I don’t actually remember the last non-vegan food I ate.
The transition started about ten years ago — I hadn’t drunk dairy milk or had dairy yoghurts in years. I didn’t eat eggs much.
What is frankly BIZARRE is that I refused to make risotto without butter. Of all the easy swaps to make, butter for oil is the simplest one going. I thought it would ruin risotto.
No. It tastes exactly the same.
I am a pretentious idiot.
2. My body didn’t change at all
My experience transitioning to a vegan lifestyle was…unremarkable.
I mean, I missed cheese a lot and relied far too heavily on Linda McCartney sausages, but I expected more.
What is absolutely ridiculous about this is that I originally gave up meat because I thought it would be an easy way to lose weight.
It’s been nearly two decades and I’ve gained a stone, which I’m classing as basically zero weight change.
My skin, teeth, and eyes are the same.
I’ve always had a super-fast metabolism, so I lose weight quickly, and this hasn’t changed since becoming vegan. I’m also very greedy and have little to no willpower, which explains why I haven’t lost any weight.
For reference, I’m neither fat nor thin. I have stick-thin arms and legs and a round belly (from all the potatoes).
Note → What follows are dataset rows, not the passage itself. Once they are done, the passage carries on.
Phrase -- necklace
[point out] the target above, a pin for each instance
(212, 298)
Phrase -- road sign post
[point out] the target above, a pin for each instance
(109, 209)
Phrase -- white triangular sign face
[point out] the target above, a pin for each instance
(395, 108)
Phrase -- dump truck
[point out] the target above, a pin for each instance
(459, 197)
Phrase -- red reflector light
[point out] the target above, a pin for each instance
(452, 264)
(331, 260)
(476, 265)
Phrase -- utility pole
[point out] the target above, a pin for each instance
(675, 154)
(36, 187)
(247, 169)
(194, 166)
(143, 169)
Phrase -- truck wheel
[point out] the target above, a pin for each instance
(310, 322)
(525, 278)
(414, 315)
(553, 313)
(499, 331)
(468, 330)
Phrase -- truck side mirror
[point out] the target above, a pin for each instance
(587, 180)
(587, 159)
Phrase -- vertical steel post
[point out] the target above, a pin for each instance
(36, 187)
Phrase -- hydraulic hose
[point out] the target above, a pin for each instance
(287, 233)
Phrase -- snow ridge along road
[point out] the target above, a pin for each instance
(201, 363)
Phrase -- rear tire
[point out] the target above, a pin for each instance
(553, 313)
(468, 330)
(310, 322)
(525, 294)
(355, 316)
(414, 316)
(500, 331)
3. I didn’t become automatically healthy
I can’t lie, I’m a bit annoyed about this.
Clearly it’s my own fault, but surely it’s easier to be healthy if you’re vegan.
Whilst Veganuary is a great way for non-vegans to give being plant-based a go AND maybe shed a few Christmas pounds, it’s an exercise in self-restraint for vegan.
You see, it’s a great marketing opportunity for food manufacturers. January is a minefield of vegan steak bakes, mozzarella sticks, and ice cream.
Please don’t think I’m complaining. I live in a market town in rural North Yorkshire. I have to travel for hours to find these products. I’m merely pointing out that I thought I’d be healthier as a vegan, but I’m the same greedy guts with no concept of portion control.
4. I don’t take supplements
I really should. But I forget.
This stuff is important — B12 deficiency has been linked to all kinds of brain issues including dementia. I do eat a lot of fortified foods, but a pill is the best guarantee to make sure you’re getting enough.
Take your vitamins folks — B12 and D. Even you, non-vegans, especially if you’re 50+.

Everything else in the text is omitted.